MaartenGr / BERTopic

Leveraging BERT and c-TF-IDF to create easily interpretable topics.
https://maartengr.github.io/BERTopic/
MIT License
6.19k stars 765 forks source link

Fixed issue #2144 #2191

Closed PipaFlores closed 2 weeks ago

PipaFlores commented 1 month ago

What does this PR do?

I'm sorry for making a new PR, but hopefully this is much more clear/clean

Fixes https://github.com/MaartenGr/BERTopic/issues/2144 (issue) by optimizing the topic extraction process when using fit_transform() with nr_topics="auto" or int for reducing topics. The main improvements are:

Additionally, this PR addresses an edge case where self.nr_topics >= initial_nr_topics by adding self._sort_mappings_by_frequency(documents) in def _reduce_topics() in line 4369. This was not accounted with previous tests (they raised a false negative), so test_representations.py was modified to account for this.

Before submitting

MaartenGr commented 1 month ago

I'm sorry for making a new PR, but hopefully this is much more clear/clean

No problem, if a simpler fix is possible I would definitely like to go for that.

Modifying the fit_transform method to extract_topics only after topic reduction (if needed). On my previous PR I added a calculate representations argument. This is not necessary here, as the initial nr of topics is now retrieved as initial_nr_topics = len(documents["Topic"].unique()), which is an outcome of the clustering procedure. So this doesn't require a previous call on extract_topics(), in any form.

I thought this wasn't possible since we need either the c-TF-IDF representations of the topics or the topic embeddings to reduce the topics. Neither the c-TF-IDF or the topic embeddings are outcomes of the clustering procedure, so how can then _reduce_topics run without that information?

Additionally, this PR addresses an edge case where self.nr_topics >= initial_nr_topics by adding self._sort_mappings_by_frequency(documents) in def _reduce_topics() in line 4369. This was not accounted with previous tests (they raised a false negative), so test_representations.py was modified to account for this.

I still have to wrap my head around this one. By adding this, aren't we essentially ignoring an issue here that is introduced by the PR?

As you mentioned in the previous PR:

Additionally, this PR addresses an edge case where self.nr_topics >= initial_nr_topics.
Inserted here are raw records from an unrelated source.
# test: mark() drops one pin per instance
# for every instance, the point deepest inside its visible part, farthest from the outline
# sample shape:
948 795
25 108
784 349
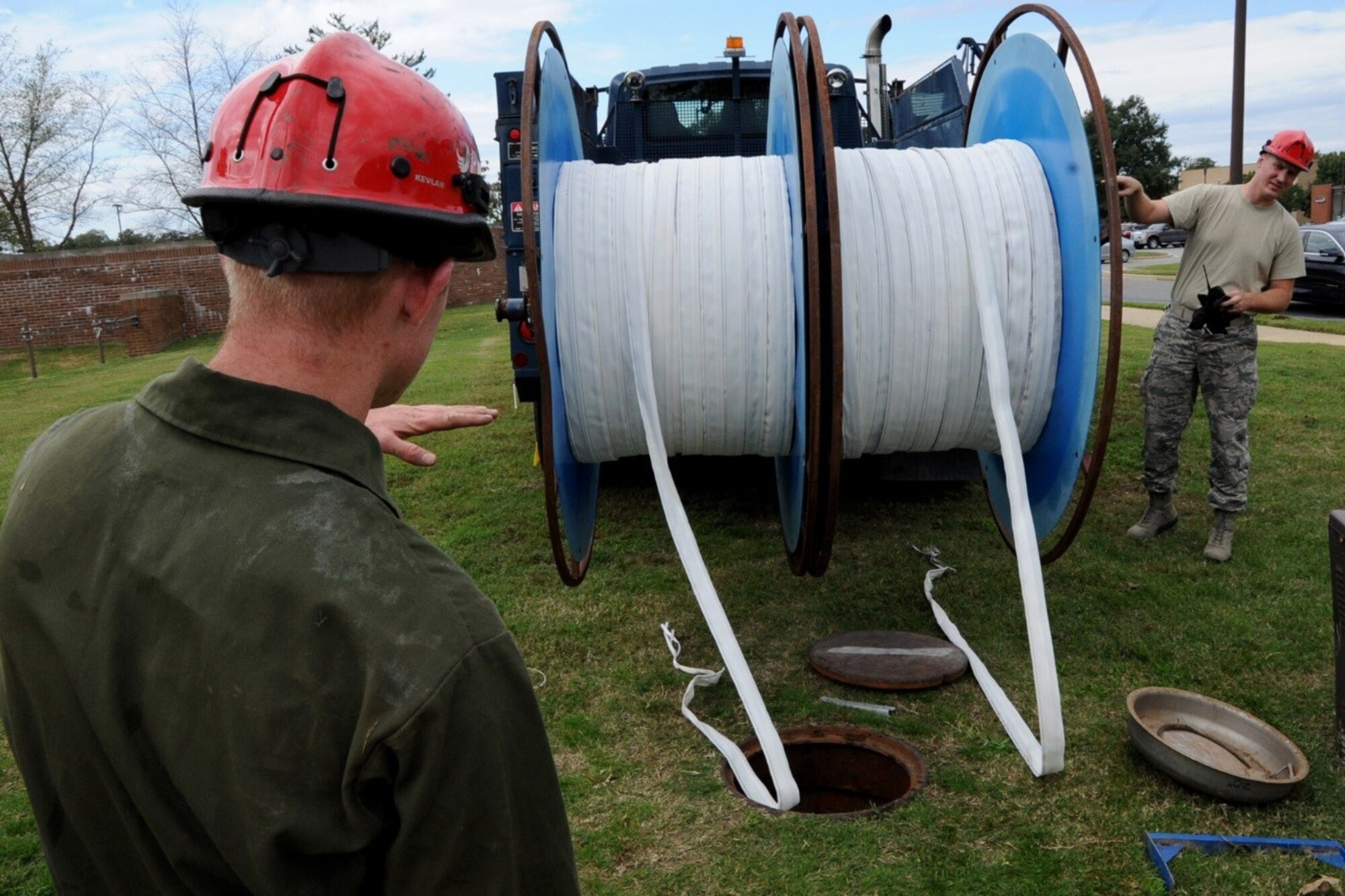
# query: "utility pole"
1235 153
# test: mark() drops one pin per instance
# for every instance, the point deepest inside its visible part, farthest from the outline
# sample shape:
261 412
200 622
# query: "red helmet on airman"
1292 147
337 159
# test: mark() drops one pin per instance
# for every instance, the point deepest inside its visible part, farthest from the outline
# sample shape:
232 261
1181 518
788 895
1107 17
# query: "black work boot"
1221 545
1160 517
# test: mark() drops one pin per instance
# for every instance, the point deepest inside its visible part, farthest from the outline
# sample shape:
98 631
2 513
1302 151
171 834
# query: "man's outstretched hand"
396 424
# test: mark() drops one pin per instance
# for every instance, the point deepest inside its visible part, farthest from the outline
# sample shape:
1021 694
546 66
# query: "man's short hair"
329 302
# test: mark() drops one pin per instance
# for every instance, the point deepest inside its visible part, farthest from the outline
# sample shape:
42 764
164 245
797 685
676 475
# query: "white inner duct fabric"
629 279
676 334
709 240
915 376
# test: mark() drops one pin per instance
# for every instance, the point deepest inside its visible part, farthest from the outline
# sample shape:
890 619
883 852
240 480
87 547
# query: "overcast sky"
1178 54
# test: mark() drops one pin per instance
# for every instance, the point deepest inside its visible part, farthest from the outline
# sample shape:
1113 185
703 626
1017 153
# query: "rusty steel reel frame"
572 569
1091 467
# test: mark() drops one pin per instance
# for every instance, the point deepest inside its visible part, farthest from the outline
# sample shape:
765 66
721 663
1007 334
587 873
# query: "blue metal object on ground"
1164 848
1027 96
559 140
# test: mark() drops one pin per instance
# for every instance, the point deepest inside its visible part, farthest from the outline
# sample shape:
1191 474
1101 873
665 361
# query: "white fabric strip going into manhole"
636 291
676 334
958 240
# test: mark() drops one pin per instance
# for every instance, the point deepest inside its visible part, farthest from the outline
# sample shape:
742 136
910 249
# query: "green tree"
1140 143
174 96
1331 167
52 126
368 30
87 240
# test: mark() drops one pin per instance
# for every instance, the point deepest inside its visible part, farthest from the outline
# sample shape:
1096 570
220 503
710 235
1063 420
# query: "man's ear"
424 287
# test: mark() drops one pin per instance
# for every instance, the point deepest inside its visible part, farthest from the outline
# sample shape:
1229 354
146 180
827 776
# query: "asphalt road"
1156 291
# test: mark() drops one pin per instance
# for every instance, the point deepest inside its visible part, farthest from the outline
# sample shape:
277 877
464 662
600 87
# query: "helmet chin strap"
290 248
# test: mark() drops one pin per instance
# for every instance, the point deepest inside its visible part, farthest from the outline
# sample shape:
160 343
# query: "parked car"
1324 255
1128 247
1160 235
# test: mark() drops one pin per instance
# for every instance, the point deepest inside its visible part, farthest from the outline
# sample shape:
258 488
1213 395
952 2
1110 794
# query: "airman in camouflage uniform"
1223 368
1245 244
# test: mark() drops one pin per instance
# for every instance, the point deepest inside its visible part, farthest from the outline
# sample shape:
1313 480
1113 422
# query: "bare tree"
174 97
50 128
368 30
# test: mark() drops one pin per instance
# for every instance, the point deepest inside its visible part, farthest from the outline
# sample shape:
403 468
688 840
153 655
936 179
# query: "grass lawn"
648 810
1153 271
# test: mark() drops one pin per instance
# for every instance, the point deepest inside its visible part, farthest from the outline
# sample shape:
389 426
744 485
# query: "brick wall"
61 294
479 282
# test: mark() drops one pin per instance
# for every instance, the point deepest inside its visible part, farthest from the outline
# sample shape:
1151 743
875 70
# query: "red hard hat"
338 145
1293 147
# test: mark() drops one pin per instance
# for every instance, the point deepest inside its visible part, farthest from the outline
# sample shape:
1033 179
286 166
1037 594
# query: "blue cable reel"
1022 93
551 120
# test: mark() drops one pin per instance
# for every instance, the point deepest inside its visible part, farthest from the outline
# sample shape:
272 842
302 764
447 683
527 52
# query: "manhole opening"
841 771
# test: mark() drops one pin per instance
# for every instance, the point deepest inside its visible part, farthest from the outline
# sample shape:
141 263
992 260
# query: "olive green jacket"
229 666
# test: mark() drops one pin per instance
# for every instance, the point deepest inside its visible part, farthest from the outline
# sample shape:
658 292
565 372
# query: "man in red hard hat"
229 666
1243 257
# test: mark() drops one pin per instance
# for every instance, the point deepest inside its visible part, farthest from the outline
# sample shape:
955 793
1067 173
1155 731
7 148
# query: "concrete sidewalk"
1151 318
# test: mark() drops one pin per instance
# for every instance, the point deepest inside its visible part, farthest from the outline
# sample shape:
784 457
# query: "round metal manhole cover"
888 659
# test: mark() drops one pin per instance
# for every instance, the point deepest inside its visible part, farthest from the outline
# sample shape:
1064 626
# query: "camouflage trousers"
1223 369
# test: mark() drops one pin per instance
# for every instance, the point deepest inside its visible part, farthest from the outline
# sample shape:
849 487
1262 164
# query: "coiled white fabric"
705 244
915 376
676 334
642 243
965 267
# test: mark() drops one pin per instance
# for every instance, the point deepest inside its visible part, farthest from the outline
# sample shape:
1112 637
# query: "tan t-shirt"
1242 245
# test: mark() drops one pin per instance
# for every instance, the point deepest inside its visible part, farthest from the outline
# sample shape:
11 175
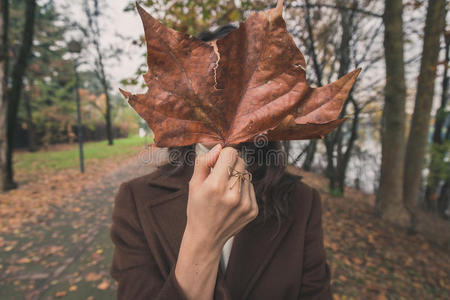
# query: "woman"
170 227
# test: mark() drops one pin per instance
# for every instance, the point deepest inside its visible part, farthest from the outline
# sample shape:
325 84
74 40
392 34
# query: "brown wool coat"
149 218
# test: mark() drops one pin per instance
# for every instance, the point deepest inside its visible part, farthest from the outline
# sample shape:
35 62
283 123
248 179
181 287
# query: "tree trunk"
438 151
31 133
310 152
17 83
4 22
389 204
336 168
420 123
94 29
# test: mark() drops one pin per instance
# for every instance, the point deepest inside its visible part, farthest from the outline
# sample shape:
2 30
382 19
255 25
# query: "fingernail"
215 148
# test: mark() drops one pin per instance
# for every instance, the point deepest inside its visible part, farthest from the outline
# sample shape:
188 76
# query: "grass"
31 162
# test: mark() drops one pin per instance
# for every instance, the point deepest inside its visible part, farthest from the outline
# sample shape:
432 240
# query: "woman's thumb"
204 163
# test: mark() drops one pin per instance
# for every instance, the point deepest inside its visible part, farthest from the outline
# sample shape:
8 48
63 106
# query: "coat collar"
252 248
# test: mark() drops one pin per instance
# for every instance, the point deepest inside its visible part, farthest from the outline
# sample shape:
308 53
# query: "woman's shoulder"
304 196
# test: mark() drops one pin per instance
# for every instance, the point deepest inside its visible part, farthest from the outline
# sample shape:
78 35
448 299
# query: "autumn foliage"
250 82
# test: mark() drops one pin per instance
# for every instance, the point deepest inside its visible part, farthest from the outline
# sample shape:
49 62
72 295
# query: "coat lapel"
252 247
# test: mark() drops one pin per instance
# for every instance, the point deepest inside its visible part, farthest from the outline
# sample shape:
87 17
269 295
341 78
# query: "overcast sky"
116 24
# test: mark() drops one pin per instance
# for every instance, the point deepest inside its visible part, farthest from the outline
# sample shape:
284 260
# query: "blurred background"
68 138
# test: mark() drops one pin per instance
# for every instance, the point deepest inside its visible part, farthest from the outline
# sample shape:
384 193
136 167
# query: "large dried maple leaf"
250 82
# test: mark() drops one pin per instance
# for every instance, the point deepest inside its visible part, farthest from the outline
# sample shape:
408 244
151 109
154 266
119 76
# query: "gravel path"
68 255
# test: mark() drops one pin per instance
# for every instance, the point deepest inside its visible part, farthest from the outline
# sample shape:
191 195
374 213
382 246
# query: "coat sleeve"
316 271
133 265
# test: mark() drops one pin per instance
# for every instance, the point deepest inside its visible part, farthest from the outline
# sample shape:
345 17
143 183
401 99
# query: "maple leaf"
250 82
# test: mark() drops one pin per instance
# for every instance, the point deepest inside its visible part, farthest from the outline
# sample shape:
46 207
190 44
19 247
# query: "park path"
68 255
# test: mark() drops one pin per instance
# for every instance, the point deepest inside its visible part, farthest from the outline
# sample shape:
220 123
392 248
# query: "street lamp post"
75 47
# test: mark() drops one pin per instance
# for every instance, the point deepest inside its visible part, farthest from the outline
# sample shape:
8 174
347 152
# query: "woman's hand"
215 212
218 209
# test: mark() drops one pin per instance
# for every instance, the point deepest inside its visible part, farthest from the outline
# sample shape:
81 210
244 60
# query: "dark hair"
273 185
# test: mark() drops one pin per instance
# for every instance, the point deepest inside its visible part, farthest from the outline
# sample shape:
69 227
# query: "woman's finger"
204 163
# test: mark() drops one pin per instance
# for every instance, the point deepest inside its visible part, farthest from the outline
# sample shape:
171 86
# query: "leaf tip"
277 11
125 93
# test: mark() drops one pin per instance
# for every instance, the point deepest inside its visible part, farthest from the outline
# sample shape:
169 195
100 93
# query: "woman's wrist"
201 243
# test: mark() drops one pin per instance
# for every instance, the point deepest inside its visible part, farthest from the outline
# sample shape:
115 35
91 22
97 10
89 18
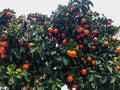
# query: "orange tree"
75 46
85 54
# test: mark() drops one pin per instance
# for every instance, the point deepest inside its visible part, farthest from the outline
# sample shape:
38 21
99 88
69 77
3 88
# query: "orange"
89 59
67 14
77 47
95 39
93 63
71 9
50 29
73 54
30 45
79 30
115 58
68 52
3 35
117 68
82 59
64 42
70 78
94 47
118 50
4 44
75 86
25 66
84 71
95 32
3 56
80 46
86 32
106 43
55 31
2 50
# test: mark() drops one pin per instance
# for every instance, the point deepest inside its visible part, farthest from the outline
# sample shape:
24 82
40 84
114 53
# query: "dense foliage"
75 46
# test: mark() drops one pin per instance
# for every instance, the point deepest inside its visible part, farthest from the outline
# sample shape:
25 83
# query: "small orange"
89 59
106 43
68 52
95 39
25 66
73 54
70 78
3 35
117 50
86 32
84 71
117 68
55 31
79 30
4 44
77 47
82 59
115 58
80 46
50 29
64 42
3 56
94 47
93 63
30 45
75 86
2 50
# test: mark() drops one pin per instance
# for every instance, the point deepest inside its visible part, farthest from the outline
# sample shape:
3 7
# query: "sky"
109 8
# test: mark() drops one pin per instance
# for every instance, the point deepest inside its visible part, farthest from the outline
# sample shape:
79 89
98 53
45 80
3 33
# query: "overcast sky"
109 8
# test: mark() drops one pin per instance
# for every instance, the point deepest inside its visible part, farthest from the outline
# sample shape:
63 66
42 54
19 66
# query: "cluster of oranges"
71 53
3 45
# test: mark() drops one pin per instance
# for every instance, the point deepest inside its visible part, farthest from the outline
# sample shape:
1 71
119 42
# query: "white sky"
109 8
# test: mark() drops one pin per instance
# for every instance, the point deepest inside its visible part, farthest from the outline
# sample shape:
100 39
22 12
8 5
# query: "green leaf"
110 69
113 79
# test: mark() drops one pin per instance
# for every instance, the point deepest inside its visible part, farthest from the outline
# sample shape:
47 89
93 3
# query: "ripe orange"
84 71
117 50
94 47
81 46
86 32
70 78
3 35
71 9
77 47
117 67
25 66
95 39
73 54
95 32
55 31
75 86
50 29
2 50
83 20
89 59
4 44
79 30
3 56
67 14
106 43
64 42
82 59
68 52
115 58
93 63
113 39
30 45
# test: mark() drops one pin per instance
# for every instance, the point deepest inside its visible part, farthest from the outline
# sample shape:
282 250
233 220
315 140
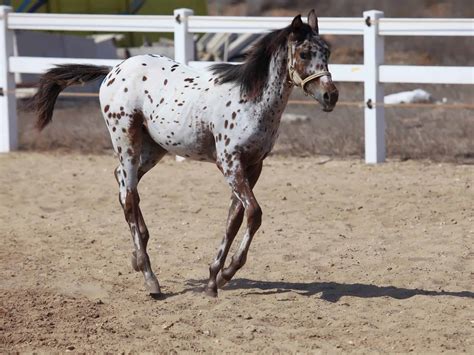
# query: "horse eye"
305 55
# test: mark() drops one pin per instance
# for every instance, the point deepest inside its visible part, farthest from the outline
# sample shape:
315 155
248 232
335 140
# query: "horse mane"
252 74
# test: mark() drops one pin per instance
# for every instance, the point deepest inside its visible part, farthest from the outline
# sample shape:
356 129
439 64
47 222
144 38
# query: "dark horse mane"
252 74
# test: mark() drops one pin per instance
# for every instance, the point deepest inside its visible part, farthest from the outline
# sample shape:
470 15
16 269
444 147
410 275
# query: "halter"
296 78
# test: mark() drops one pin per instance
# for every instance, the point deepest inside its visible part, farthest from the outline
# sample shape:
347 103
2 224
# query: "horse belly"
183 136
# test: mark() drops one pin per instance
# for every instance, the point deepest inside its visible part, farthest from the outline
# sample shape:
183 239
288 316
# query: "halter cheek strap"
296 78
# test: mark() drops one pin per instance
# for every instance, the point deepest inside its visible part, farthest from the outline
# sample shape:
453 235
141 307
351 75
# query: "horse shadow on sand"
330 291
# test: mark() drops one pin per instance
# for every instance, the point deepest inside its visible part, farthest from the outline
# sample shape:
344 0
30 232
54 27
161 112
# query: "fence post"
8 121
183 40
373 90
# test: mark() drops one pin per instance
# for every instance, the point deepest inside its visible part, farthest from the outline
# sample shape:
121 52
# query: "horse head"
308 56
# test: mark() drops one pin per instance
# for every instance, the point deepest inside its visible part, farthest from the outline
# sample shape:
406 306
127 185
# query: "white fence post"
8 121
373 90
183 40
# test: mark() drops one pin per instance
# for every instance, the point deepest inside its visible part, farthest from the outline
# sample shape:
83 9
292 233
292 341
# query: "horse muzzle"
327 97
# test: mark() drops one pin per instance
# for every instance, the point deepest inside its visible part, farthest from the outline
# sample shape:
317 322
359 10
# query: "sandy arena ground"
350 257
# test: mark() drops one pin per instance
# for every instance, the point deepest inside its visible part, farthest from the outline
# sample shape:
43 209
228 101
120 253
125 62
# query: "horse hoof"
210 292
221 282
134 261
153 287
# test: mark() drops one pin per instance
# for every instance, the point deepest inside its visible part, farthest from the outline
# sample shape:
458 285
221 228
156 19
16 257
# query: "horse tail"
56 80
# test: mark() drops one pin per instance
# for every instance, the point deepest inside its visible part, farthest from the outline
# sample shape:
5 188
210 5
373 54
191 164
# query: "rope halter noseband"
296 78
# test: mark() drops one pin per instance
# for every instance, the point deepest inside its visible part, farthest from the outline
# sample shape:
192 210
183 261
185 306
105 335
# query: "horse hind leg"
138 153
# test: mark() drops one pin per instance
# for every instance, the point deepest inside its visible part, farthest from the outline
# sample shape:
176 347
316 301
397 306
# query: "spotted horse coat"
228 115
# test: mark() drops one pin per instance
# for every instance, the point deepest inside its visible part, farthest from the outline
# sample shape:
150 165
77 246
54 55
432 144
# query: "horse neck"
277 89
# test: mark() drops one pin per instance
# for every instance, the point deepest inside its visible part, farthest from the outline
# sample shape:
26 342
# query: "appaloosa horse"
228 115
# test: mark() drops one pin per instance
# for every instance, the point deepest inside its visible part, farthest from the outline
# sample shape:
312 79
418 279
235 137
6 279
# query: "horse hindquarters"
137 153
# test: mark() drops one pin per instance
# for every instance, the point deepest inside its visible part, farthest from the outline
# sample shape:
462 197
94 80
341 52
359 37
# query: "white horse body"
188 113
228 115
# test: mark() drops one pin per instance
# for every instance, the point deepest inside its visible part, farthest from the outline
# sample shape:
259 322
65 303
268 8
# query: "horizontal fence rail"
373 72
96 23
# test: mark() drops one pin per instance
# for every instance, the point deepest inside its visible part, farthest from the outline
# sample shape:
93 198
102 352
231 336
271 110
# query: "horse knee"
255 218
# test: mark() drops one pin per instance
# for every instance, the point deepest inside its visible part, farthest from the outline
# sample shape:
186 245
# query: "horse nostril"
326 97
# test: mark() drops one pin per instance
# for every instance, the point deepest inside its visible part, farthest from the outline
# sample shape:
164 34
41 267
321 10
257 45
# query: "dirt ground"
350 257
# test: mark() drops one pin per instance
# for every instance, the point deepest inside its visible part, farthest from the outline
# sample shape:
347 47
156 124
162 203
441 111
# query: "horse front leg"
242 182
234 221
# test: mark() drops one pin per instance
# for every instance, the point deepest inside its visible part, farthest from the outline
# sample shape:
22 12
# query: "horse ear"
313 21
297 24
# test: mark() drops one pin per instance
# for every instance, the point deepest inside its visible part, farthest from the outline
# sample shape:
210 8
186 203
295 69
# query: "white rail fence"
373 73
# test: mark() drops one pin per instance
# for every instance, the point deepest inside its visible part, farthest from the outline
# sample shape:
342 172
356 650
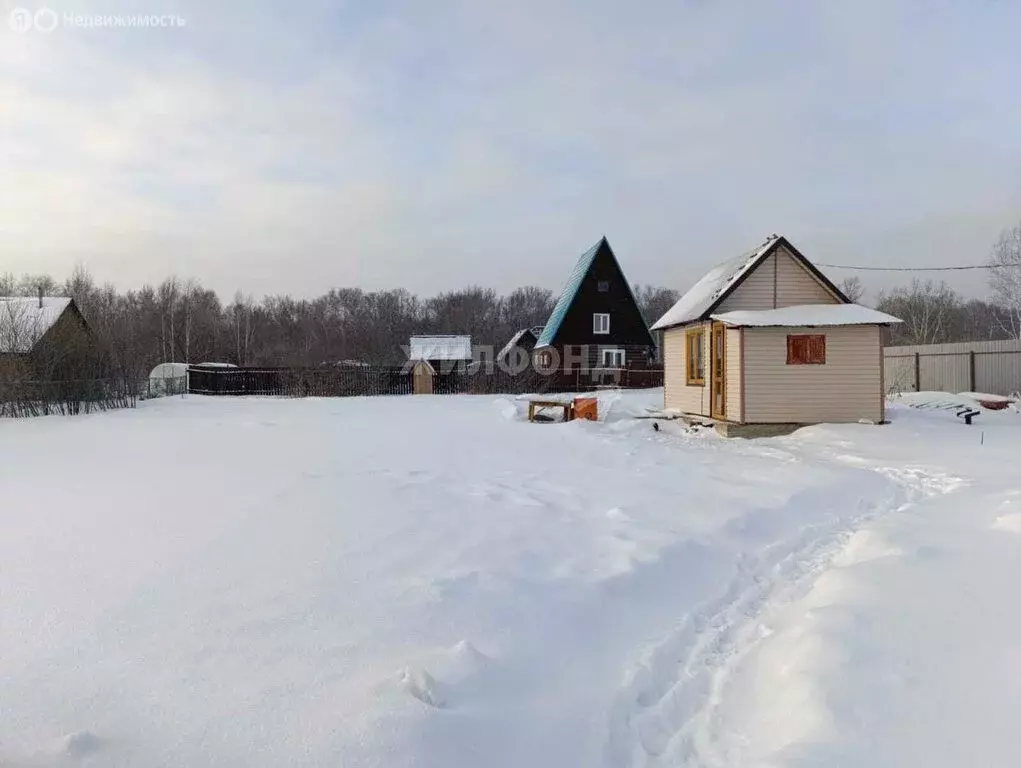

In this scenario, the current implementation extracts topics but doesn't sort the mappings by frequency. This results in a list of topics with unsorted indexes. While topic information is still displayed sorted by frequencies, the topic indexes may not match their frequency rank.

Although this is an edge case, I actually think this might happen more often than you think. Users do not know the number of clustered topics beforehand and might overshoot. Or am I missing something here?

PipaFlores commented 1 month ago

Long story short:

Long story long: Regarding the edge case. This is completely solved. The confusion raises as in my first attempt I couldn't tackle it and I mentioned it in the issue and the first PR, as you pointed:

Additionally, this PR addresses an edge case where self.nr_topics >= initial_nr_topics. In this scenario, the current implementation extracts topics but doesn't sort the mappings by frequency. This results in a list of topics with unsorted indexes. While topic information is still displayed sorted by frequencies, the topic indexes may not match their frequency rank.

However, this was addressed here by adding documents = self._sort_mappings_by_frequency(documents) in line #4356 and by modifying the test_representations.py to check for sorted topics in the edge case scenarios. The modifications of the test now correctly check for sorted topics (which was not done before, that is why it raised a false error). Note that this is in a current error, not brought by this PR, but I am fairly certain that this edge case is handled well now and users won't encounter unsorted topics in any case.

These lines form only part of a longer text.